Method Train Size Precision Recall F1
MambaXray-L (CVPR'25) 1.27M 0.377 0.319 0.335
R2GenGPT 223K 0.315 0.244 0.260
OraPO (Ours) 1K 0.237 0.832 0.341

MIMIC-CXR Results

Method Train Size F1
MambaXray-L 1.27M 0.340
MCA-RG 227K 0.335
OraPO (Ours) 1K 0.357

Ablation Study

Configuration Train Size Precision Recall F1
Base model 0 0.097 0.104 0.034
+ GRPO only 1K 0.026 0.162 0.089
+ GRPO + FactS 1K 0.204 0.605 0.291
+ FactS + OraPO (400) 400 0.217 0.732 0.296
+ FactS + OraPO (1K) 1K 0.237 0.832 0.341

Key Findings

  • The FactS reward contributes most significantly: F1 improves from 0.089 to 0.291 (+200%).
  • OraPO further improves F1 by 17.2% (+37.5% recall) on top of FactS.
  • OraPO with only 400 samples already outperforms GRPO+FactS with 1K samples (0.296 vs. 0.291).
  • SFT severely degrades recall: from 0.732 to 0.176, as SFT causes the model to become overly conservative.
  • The 3B model outperforms GPT-4.1 (F1: 0.341 vs. 0.253) with 7.6× faster inference.

Highlights & Insights

  • Converting GRPO failures into DPO signals is the core innovation: No exploration is wasted — "failed" rollouts become negatives for preference learning.
  • FactScore atomic fact-level reward: More accurately measures clinical correctness than report-level BLEU/ROUGE and is transferable to other medical text generation tasks.
  • Extreme data efficiency: 1K samples outperform models trained on 1.27M samples — a three-order-of-magnitude efficiency gain.
  • Recall-first clinical design: \(\beta > 1\) emphasizes recall, consistent with the clinical principle that false negatives are more dangerous than false positives.

Limitations & Future Work

  • Precision is low (0.237 vs. 0.377 for baselines); excessive pursuit of recall may introduce more false positives.
  • FactScore relies on GPT-4 for atomic fact extraction, incurring additional API costs.
  • Validation is limited to chest X-rays; extension to other imaging modalities (CT, MRI, etc.) has not been explored.
  • The 14 CheXpert labels may be insufficient to cover all clinical findings.
  • vs.
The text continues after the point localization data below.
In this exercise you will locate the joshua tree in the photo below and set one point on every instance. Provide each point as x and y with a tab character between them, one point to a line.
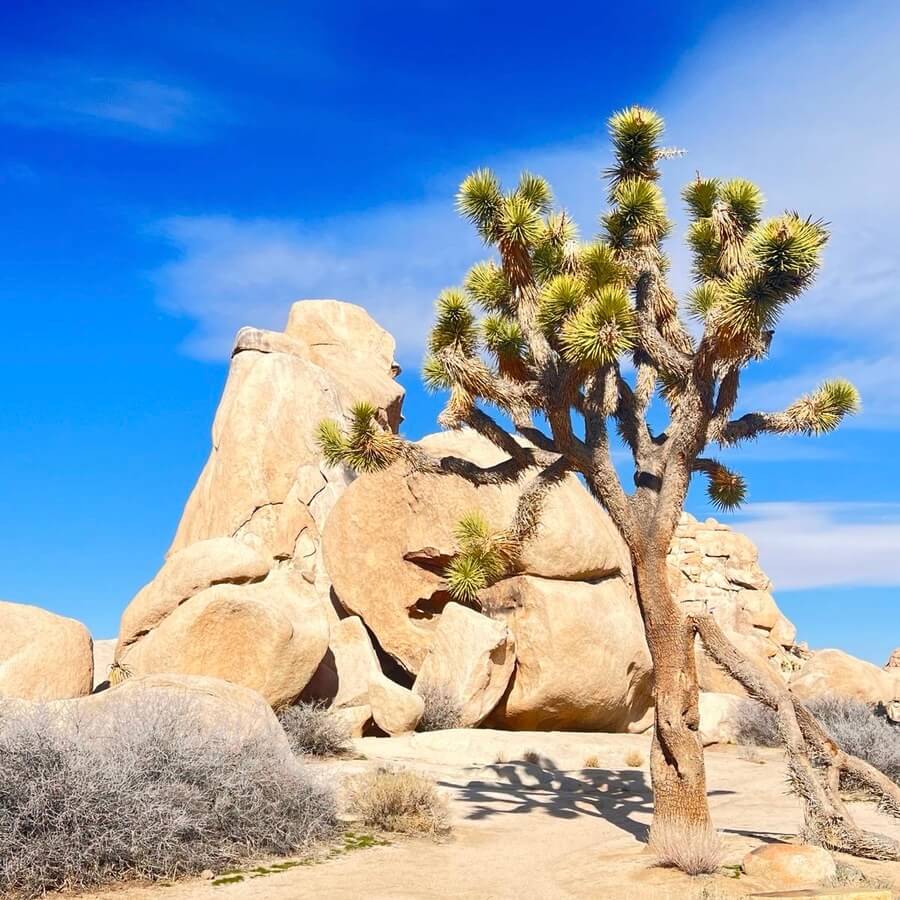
580	338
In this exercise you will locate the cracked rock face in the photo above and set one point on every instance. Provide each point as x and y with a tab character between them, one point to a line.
243	594
715	570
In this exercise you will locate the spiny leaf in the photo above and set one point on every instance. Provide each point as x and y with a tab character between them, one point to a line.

MambaXray-L: Requires 1.27M samples, whereas OraPO uses only 1K and achieves higher F1, demonstrating the potential of RL in low-data regimes.
  • vs. GPT-5: OraPO inference takes 3.3s vs. 25.2s for GPT-5, with no API costs; however, GPT-5 is marginally superior on human gold evaluation.
  • OraPO can serve as a paradigm template for low-data medical report generation.

Rating

  • Novelty: ⭐⭐⭐⭐⭐ The OraPO hybrid GRPO/DPO framework combined with FactScore reward is an elegant system design.
  • Experimental Thoroughness: ⭐⭐⭐⭐⭐ Two datasets, complete ablations, human gold evaluation, and GPT comparison.
  • Writing Quality: ⭐⭐⭐⭐ Method motivation is clear; ZRR analysis is intuitive.
  • Value: ⭐⭐⭐⭐⭐ Extreme data efficiency has substantial practical value in medical imaging.